At Mazzini's funeral, Sara took care of the coffin together with Aurelio Saffi's wife. In the following months she dealt with the publication of the works and all the writings of the republican patriot, purchasing all the manuscripts and all the rights to writings and works.

In Rome, she founded the Unione Benefica, a shelter to prevent the spread of prostitution and a secular girls' school in Trastevere and for this reason the target of criticism from many Catholics.

==Life and legacy==
Nathan died in London in 1882 after surgery.

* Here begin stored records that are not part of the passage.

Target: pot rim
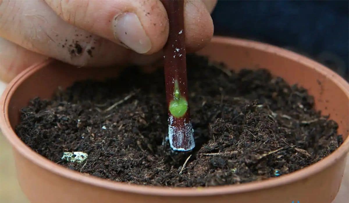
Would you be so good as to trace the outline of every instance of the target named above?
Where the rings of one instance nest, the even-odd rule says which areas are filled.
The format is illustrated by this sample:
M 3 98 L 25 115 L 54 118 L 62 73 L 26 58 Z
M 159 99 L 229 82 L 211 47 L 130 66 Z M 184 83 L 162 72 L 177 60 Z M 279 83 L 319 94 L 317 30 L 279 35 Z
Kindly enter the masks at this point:
M 349 84 L 331 69 L 306 57 L 292 52 L 268 44 L 249 40 L 228 37 L 215 36 L 211 42 L 239 46 L 258 49 L 276 54 L 296 61 L 312 68 L 332 80 L 345 93 L 349 100 Z M 325 170 L 334 164 L 349 151 L 349 135 L 343 143 L 334 151 L 319 162 L 302 169 L 276 178 L 269 178 L 239 185 L 207 187 L 175 188 L 164 186 L 142 186 L 87 176 L 56 164 L 32 150 L 17 136 L 10 124 L 8 107 L 10 98 L 17 87 L 27 78 L 42 67 L 52 62 L 50 59 L 30 67 L 17 75 L 9 84 L 0 98 L 0 128 L 3 135 L 13 147 L 22 156 L 39 167 L 71 180 L 108 189 L 135 194 L 162 196 L 205 196 L 236 194 L 265 189 L 291 184 Z

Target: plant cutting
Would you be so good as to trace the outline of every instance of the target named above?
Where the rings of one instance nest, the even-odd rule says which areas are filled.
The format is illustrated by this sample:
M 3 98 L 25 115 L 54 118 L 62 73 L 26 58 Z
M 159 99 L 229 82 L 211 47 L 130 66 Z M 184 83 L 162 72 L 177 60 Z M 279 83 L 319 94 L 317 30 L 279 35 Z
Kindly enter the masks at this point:
M 191 94 L 187 101 L 192 104 L 191 121 L 196 133 L 208 140 L 197 142 L 199 149 L 193 152 L 190 158 L 192 159 L 186 164 L 183 163 L 187 155 L 177 159 L 168 152 L 170 148 L 168 145 L 162 145 L 161 135 L 168 128 L 168 103 L 161 101 L 165 89 L 159 87 L 161 86 L 158 84 L 164 82 L 159 79 L 163 78 L 161 72 L 147 76 L 124 73 L 121 78 L 124 79 L 113 81 L 81 81 L 120 73 L 113 69 L 104 71 L 88 69 L 82 72 L 81 69 L 50 61 L 18 76 L 2 97 L 3 108 L 0 123 L 4 134 L 14 147 L 21 185 L 31 201 L 141 202 L 161 198 L 164 202 L 330 202 L 340 184 L 349 145 L 348 126 L 345 124 L 349 122 L 345 113 L 349 110 L 345 104 L 349 101 L 348 84 L 329 69 L 310 60 L 258 42 L 216 37 L 198 54 L 208 56 L 210 61 L 224 62 L 227 68 L 208 63 L 205 58 L 188 58 L 188 80 L 192 85 L 188 87 Z M 239 70 L 242 67 L 257 70 L 259 67 L 265 67 L 273 77 L 260 70 Z M 235 71 L 230 70 L 233 69 Z M 71 73 L 71 77 L 67 77 L 66 71 Z M 135 84 L 127 83 L 131 78 L 136 81 Z M 287 83 L 298 84 L 309 89 L 309 94 L 305 89 Z M 116 87 L 120 84 L 130 87 L 126 90 Z M 140 86 L 143 87 L 140 92 L 135 91 Z M 52 97 L 58 87 L 63 90 L 70 87 Z M 263 91 L 266 89 L 270 90 Z M 94 96 L 89 93 L 92 92 Z M 113 97 L 107 99 L 108 92 L 112 93 Z M 313 100 L 310 94 L 314 95 Z M 28 101 L 37 96 L 42 99 L 32 100 L 28 106 Z M 334 97 L 337 99 L 333 99 Z M 259 101 L 255 102 L 255 98 L 259 98 Z M 44 99 L 49 100 L 45 101 Z M 263 100 L 269 101 L 265 102 Z M 310 108 L 313 102 L 323 116 Z M 118 104 L 113 106 L 116 103 Z M 162 108 L 166 110 L 162 110 Z M 323 116 L 329 114 L 330 119 L 338 124 L 336 133 L 335 123 Z M 329 128 L 318 128 L 320 126 Z M 16 134 L 14 130 L 16 126 L 21 139 L 30 147 Z M 315 131 L 306 132 L 313 136 L 302 136 L 302 131 L 312 128 Z M 273 131 L 274 129 L 276 131 Z M 278 139 L 274 136 L 277 134 L 285 136 Z M 300 139 L 297 139 L 295 135 L 297 134 L 301 136 Z M 324 138 L 320 135 L 323 134 L 328 136 Z M 275 160 L 306 161 L 309 155 L 326 156 L 326 153 L 319 153 L 327 147 L 319 147 L 315 152 L 307 145 L 322 143 L 323 146 L 326 143 L 331 148 L 337 141 L 327 139 L 335 138 L 339 134 L 343 135 L 343 142 L 337 149 L 332 148 L 333 151 L 327 157 L 317 159 L 318 161 L 302 170 L 284 173 L 287 169 L 283 167 L 285 164 L 282 162 L 280 167 L 260 167 L 280 163 L 273 161 Z M 290 138 L 301 142 L 296 141 L 294 146 L 288 139 Z M 69 141 L 72 138 L 74 140 Z M 263 149 L 246 141 L 256 144 L 260 141 L 263 141 L 262 143 L 271 141 L 281 146 Z M 62 141 L 64 143 L 59 144 Z M 241 150 L 242 147 L 244 149 Z M 62 155 L 66 151 L 83 151 L 88 156 L 81 163 L 61 162 Z M 51 157 L 50 154 L 56 155 Z M 164 155 L 165 156 L 161 156 Z M 169 158 L 167 163 L 175 166 L 166 166 L 162 162 L 162 157 Z M 172 158 L 175 162 L 171 161 Z M 235 160 L 243 162 L 235 165 Z M 55 163 L 58 162 L 64 167 Z M 116 165 L 113 165 L 113 162 Z M 265 163 L 268 164 L 262 164 Z M 131 166 L 137 163 L 139 164 L 136 167 Z M 157 167 L 163 164 L 162 168 Z M 96 165 L 113 167 L 92 172 L 91 169 L 97 168 L 91 167 Z M 141 165 L 149 167 L 141 168 Z M 289 171 L 293 170 L 288 167 Z M 130 176 L 127 174 L 130 174 L 131 168 L 143 169 L 135 171 L 136 172 Z M 158 173 L 146 173 L 153 171 L 148 170 L 151 168 L 158 170 Z M 164 169 L 166 168 L 168 171 Z M 246 169 L 250 171 L 243 170 Z M 198 170 L 192 170 L 195 169 Z M 210 170 L 214 173 L 200 173 Z M 94 174 L 96 172 L 98 173 Z M 113 175 L 108 178 L 108 173 Z M 154 174 L 168 176 L 162 179 L 161 177 L 151 176 Z M 199 175 L 204 176 L 201 180 L 208 186 L 244 182 L 247 179 L 243 174 L 255 174 L 251 176 L 253 178 L 248 178 L 250 181 L 255 181 L 224 187 L 169 188 L 129 185 L 120 182 L 121 179 L 112 181 L 94 177 L 124 178 L 122 181 L 129 182 L 127 179 L 129 178 L 133 180 L 131 182 L 140 185 L 144 185 L 144 178 L 147 178 L 150 181 L 147 184 L 156 185 L 159 185 L 156 184 L 159 182 L 157 181 L 170 180 L 179 184 L 178 186 L 187 187 L 190 184 L 201 184 L 199 179 L 195 179 L 201 177 Z M 259 179 L 265 175 L 275 178 Z M 175 182 L 176 180 L 180 182 Z M 317 187 L 324 181 L 328 184 Z M 170 183 L 168 182 L 168 185 L 168 185 Z
M 184 1 L 163 1 L 167 11 L 170 32 L 164 48 L 166 100 L 168 107 L 169 139 L 174 150 L 186 151 L 195 146 L 188 104 Z

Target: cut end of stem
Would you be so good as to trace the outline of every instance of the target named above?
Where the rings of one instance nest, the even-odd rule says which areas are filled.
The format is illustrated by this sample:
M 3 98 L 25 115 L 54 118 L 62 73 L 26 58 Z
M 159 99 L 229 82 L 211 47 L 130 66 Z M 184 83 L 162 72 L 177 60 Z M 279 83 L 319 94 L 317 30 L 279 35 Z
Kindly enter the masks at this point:
M 191 122 L 185 118 L 169 117 L 169 139 L 170 146 L 173 150 L 186 151 L 195 147 L 194 130 Z

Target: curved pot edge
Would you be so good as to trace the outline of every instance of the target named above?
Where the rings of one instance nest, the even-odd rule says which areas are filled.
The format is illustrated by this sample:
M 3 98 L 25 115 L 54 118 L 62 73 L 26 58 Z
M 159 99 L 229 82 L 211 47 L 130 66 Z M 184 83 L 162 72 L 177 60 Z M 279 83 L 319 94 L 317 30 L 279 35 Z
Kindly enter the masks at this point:
M 349 100 L 349 84 L 332 70 L 308 58 L 292 52 L 273 45 L 244 39 L 227 37 L 215 37 L 212 40 L 215 43 L 224 43 L 235 45 L 243 46 L 296 60 L 307 66 L 312 67 L 322 75 L 330 78 L 345 93 Z M 56 164 L 37 154 L 23 143 L 17 136 L 11 127 L 7 116 L 7 107 L 10 98 L 15 91 L 14 86 L 21 82 L 43 65 L 47 65 L 54 60 L 50 59 L 32 66 L 17 76 L 8 85 L 0 98 L 0 127 L 4 135 L 9 141 L 13 147 L 21 155 L 40 167 L 50 171 L 56 174 L 67 178 L 112 190 L 124 191 L 143 194 L 161 196 L 197 196 L 223 195 L 245 192 L 266 189 L 280 185 L 289 184 L 319 172 L 335 162 L 349 151 L 349 136 L 342 145 L 331 154 L 318 162 L 297 171 L 284 175 L 276 178 L 270 178 L 259 182 L 251 182 L 236 185 L 228 185 L 201 188 L 178 188 L 160 186 L 144 186 L 129 185 L 104 179 L 93 177 L 86 177 L 79 172 L 72 171 Z M 330 74 L 327 73 L 331 73 Z M 333 78 L 335 78 L 334 80 Z

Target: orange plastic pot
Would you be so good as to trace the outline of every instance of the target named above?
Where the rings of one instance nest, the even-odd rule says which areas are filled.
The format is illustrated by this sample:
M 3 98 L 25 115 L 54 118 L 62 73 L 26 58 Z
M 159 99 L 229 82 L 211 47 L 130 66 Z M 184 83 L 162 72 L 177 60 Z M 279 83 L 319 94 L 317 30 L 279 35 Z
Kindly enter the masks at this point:
M 14 129 L 31 98 L 49 98 L 74 81 L 117 76 L 112 69 L 78 69 L 54 60 L 34 65 L 15 78 L 1 99 L 0 126 L 13 148 L 18 179 L 34 203 L 329 203 L 338 191 L 349 150 L 349 84 L 328 68 L 272 46 L 215 37 L 198 53 L 236 70 L 265 68 L 307 89 L 316 108 L 339 124 L 344 143 L 327 157 L 280 177 L 236 185 L 173 188 L 130 185 L 88 176 L 56 164 L 32 150 Z

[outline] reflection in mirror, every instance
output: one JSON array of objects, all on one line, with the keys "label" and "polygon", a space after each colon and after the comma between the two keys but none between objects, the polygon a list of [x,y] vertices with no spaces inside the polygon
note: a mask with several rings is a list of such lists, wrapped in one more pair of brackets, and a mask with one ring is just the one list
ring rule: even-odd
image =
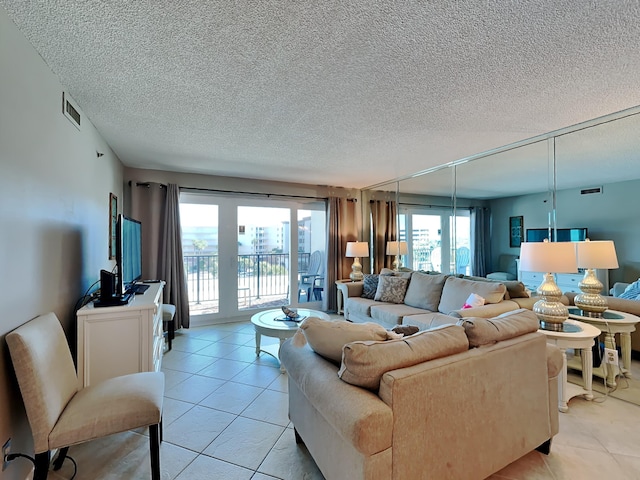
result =
[{"label": "reflection in mirror", "polygon": [[640,113],[631,113],[556,138],[558,228],[615,244],[619,268],[604,293],[640,277]]},{"label": "reflection in mirror", "polygon": [[[484,276],[504,270],[507,258],[514,272],[518,242],[526,240],[527,230],[581,227],[593,240],[615,242],[620,268],[610,272],[610,285],[637,280],[638,132],[640,107],[635,107],[479,154],[455,169],[448,165],[401,179],[398,225],[400,239],[409,245],[404,265]],[[478,220],[479,212],[489,218]],[[484,239],[474,228],[482,222]],[[512,224],[521,237],[512,235]],[[471,251],[466,267],[464,259],[455,258],[463,246]]]},{"label": "reflection in mirror", "polygon": [[458,166],[457,194],[472,213],[472,275],[518,277],[526,229],[552,223],[552,172],[544,139]]},{"label": "reflection in mirror", "polygon": [[400,240],[407,242],[406,267],[455,271],[451,254],[455,169],[451,166],[399,182]]}]

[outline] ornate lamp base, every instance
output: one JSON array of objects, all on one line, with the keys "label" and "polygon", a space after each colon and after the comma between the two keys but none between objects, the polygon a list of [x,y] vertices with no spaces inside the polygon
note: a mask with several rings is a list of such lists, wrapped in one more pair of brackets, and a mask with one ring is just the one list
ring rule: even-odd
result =
[{"label": "ornate lamp base", "polygon": [[559,301],[562,290],[556,285],[551,273],[545,274],[537,292],[541,299],[533,305],[533,311],[540,320],[540,328],[561,332],[565,320],[569,318],[569,309]]},{"label": "ornate lamp base", "polygon": [[602,317],[602,313],[608,307],[607,299],[600,295],[603,285],[596,277],[593,268],[587,268],[578,286],[582,293],[576,295],[573,304],[582,310],[585,317]]},{"label": "ornate lamp base", "polygon": [[362,264],[360,263],[360,259],[358,257],[354,257],[353,264],[351,265],[351,274],[349,278],[352,282],[359,282],[364,278],[364,274],[362,273]]}]

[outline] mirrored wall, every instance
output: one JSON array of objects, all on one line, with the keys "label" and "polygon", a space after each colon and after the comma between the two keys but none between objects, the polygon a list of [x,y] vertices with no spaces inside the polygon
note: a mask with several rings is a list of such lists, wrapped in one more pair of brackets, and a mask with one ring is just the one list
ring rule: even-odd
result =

She was buried in the Cimitero del Verano in Rome where a memorial celebrates her and members of her family. In 1907, her son Ernesto Nathan was elected to be the mayor of Rome. It was noted that he was the first Jew to fulfil this role and he mentioned how his family had hosted Mazzini during his exile in London. Ernesto sued successfully when it was suggested that Mazzini was his father.

==Private life==
She married Meyer Moses Nathan on 29 May 1836 and they had twelve children: David, Henry, Janet, Adolfo, Ernesto, Harriet, Giuseppe Nathan, Filippo, Walter, Alfredo, Ada and Beniamino. They were all born in London.